O lago


Se tivesse de dizer qual é para mim o lugar mais inesquecível, não teria dúvidas: o lago de Tiberíades. Quando se compara este pequeno mar da Galileia, como os antigos lhe chamavam, com Jerusalém, ele perde em toda a linha.
Por isso, nem sei bem como justificar-me. Jerusalém tem uma beleza que nos obriga a sucumbir. Entrando por qualquer uma das suas oito portas, atravessando o seu desenho labiríntico, como se há muito fizéssemos parte dele, podemos fechar os olhos e deixar que os sentidos nos guiem. Não há outro lugar assim no mundo. O vozeio dos mercados, onde as especiarias se amontoam nas lojas onde se trafica o ouro, se expõe no escuro a prata e a lenda, se empilham livros, de viagens ou de orações (duas palavras sinónimas, afinal), que não só descrevem o deserto mas que o conservam e ampliam dentro de si. O silêncio dos pátios, a nudez dos terraços que depressa nos transforma em sentinelas de mundos invisíveis, as esplanadas de pedra, as portas que se abrem para tempos interiores que nunca são iguais. A pulsão nítida de uma prece ininterrupta na malha desencontrada do mundo. Jerusalém é a cidade do Messias, e ali percebe-se porquê. Não estranhem o que vou dizer: porque é a capital das lágrimas. O filósofo E. M. Cioran, esse inesperado mestre contemporâneo dos caminhos da alma, explicava que a maior dádiva da religião só pode ser essa: ensinar-nos a chorar. As lágrimas dão um sentido de eternidade ao nosso devir. Elas guiam-nos da orfandade ao êxtase. São as lágrimas a linha divisória que distingue os seres que sabem tudo dos seres que não sabem nada. E se, por um absurdo, as lágrimas se esgotassem, o nosso desejo e o nosso conhecimento de Deus desapareceriam também. Cioran recorda, por exemplo, que, quando no final da vida, São Francisco de Assis ficou quase cego, os médicos atribuíram o seu mal a uma única causa: o excesso de lágrimas. A paradoxal e inapagável beleza de Jerusalém é mergulhar-nos nesse excesso.
 O lago de Tiberíades, ao pé disto, não é nada, eu sei. É um lugar de fronteira, onde o território de Israel confina com o das nações. Não tem uma monumentalidade distintiva. É um lago que no ponto mais fundo chega apenas aos 43 metros e que se espraia discreto pelas margens de pequenas pedras soltas e areão. As encostas têm uma flora selvagem, também ela avulsa e rasteira, aqui e ali entrecortada por plantações de árvores de fruto ou um fio de palmeiras. Desce por vezes sobre o lago uma nuvem húmida esbranquiçada, mas ele é quase sempre descoberto como um pensamento obstinadamente límpido. De todos os lugares da Terra onde se pode escutar o silêncio, nenhum é como aquele. Quando nos metemos num barco até ao centro do lago e, de repente, os motores se desligam, sentimo-nos a flutuar dentro de uma ausência que é a mais incrível das presenças. Compreendemos então que nunca antes havíamos escutado o silêncio nem visto como ele tem a forma de uma fenda ou de um umbral. Gostaríamos de poder fixar essa impressão para sempre. Sentimo-nos mergulhados nas águas maternais, no útero de Deus.

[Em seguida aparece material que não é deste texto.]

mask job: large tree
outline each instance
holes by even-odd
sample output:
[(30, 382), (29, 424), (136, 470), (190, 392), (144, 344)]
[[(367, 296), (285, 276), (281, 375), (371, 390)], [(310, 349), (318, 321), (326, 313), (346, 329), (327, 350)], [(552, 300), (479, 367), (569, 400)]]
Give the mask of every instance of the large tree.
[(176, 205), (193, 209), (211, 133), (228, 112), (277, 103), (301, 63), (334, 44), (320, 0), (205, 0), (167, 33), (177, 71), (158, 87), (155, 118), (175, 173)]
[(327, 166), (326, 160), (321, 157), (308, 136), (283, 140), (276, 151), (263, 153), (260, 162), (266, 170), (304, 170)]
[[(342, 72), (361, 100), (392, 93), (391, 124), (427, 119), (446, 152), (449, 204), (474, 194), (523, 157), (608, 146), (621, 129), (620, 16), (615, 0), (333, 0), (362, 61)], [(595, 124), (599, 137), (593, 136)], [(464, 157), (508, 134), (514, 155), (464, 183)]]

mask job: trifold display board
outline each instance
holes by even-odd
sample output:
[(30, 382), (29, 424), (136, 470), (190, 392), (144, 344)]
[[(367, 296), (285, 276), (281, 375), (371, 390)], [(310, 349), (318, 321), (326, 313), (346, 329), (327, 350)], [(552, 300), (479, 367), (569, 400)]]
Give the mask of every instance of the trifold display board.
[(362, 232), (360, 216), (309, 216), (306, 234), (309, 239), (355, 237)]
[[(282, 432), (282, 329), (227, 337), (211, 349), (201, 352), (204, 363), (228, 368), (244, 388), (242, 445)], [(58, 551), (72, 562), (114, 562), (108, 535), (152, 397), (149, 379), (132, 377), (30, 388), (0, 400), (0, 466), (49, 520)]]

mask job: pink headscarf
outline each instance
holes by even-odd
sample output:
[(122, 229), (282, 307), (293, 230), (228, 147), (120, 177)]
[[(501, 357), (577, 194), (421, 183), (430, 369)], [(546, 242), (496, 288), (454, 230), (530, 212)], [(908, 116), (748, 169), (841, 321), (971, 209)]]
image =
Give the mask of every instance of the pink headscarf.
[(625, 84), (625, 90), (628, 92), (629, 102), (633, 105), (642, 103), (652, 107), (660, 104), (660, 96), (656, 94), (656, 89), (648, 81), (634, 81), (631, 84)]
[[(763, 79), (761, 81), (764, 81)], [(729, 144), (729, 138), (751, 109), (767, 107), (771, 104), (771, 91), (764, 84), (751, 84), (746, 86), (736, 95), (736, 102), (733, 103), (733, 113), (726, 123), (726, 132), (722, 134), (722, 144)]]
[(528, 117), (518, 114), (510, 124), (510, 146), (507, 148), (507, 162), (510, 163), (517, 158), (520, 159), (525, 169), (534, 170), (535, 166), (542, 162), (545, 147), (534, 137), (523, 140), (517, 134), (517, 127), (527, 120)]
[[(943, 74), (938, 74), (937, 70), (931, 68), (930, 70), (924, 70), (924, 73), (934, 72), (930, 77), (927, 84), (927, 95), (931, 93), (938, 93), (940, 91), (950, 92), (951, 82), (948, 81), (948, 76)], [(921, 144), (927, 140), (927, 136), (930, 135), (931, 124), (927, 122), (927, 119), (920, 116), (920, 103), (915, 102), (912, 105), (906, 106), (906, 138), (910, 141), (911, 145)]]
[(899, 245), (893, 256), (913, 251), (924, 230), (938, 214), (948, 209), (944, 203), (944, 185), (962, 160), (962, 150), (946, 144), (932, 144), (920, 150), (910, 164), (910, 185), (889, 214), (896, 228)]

 Que Jesus tenha dito, no final do Evangelho, “voltai à Galileia, lá me vereis”, é ao mesmo tempo um intrincado enigma e a mais pura das evidências. Experimentaremos uma coisa e outra. Mas quando do cimo da colina ribeirinha, onde ele fez o seu programático discurso das bem-aventuranças, nos colocamos a olhar fora e dentro de nós, colhemos finalmente um sentido. E o estremecimento que nos percorre é este: a vida é a possibilidade do milagre.